I have to hypothesize that many buyers will change the terms of deals on sellers as a closing date nears. In 90 days, everyone will have a better idea of how bad the seller will be affected by the coming recession. Hopefully, sellers will be reasonable and will have built relationships with their buyers, so that they can renegotiate deals before close.

You’re based in Nashville. Do you think that the location of a private equity firm plays a role in what deals they choose?

I do think that how hard a location is to get to plays a little bit of a role in whether you dig into a deal or not. If the deal’s in Washington state, it’s not going to be as attractive to us as if it’s in Ohio because we’re pretty hands-on operationally. If it takes you a day to get to the location, and a day to get back, it’s just going to be a lot harder to play that role.

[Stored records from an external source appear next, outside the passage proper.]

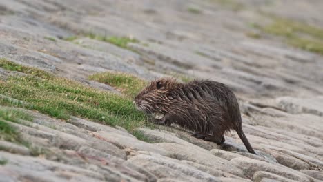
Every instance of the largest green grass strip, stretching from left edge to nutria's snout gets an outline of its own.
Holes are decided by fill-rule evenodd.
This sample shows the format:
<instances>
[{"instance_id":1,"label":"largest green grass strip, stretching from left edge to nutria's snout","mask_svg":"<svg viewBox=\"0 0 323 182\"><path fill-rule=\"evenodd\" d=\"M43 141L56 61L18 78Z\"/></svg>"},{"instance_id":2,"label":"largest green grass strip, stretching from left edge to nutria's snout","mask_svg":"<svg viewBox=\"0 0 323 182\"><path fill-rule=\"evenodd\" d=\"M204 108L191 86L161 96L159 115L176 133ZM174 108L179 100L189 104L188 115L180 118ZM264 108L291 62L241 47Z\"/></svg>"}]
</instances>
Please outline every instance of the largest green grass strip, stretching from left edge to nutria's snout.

I think our reputation is one of really nurturing businesses and growing them organically and bringing in really strong talent and great leadership to help take a business to the next level, and all of that is really appealing as a seller thinks about their legacy.

I would say that small locations where we operate are not super attractive to people who live in big cities because of the travel component.

I think the bigger element, though, honestly, is the comfort that the seller has. Most of these sellers, they’re running a company of 150 people. That’s a very small company, but in a small town, they might be the second or third largest employer in the town. And quite honestly, they don’t have the best perception of people from New York, Chicago, or Boston. If you come into their town in a private jet, you’ve already lost.

You named your firm LFM Capital after the MIT program you attended called Leaders for Manufacturing (now called MIT Leaders for Global Operations), which allows students to earn a dual degree MBA and Master’s in engineering. Why did you make that decision?

I wanted my company to be called LFM because the program has been so meaningful to me.

It’s a very small program; there are only 48 students a year, typically. It’s very team-based, with a very intense summer semester that I would actually say was more intense than plebe year at the Naval Academy. The fact that you’re going through that experience together brings you closer.

I didn’t really speak the language of business when I came out of the Navy, and the program taught me a totally different way to solve problems using system dynamics and statistics. I emerged with a much deeper understanding of electrical engineering. I built my own silicon wafer when I was at MIT, which is pretty rare to be able to do something like that.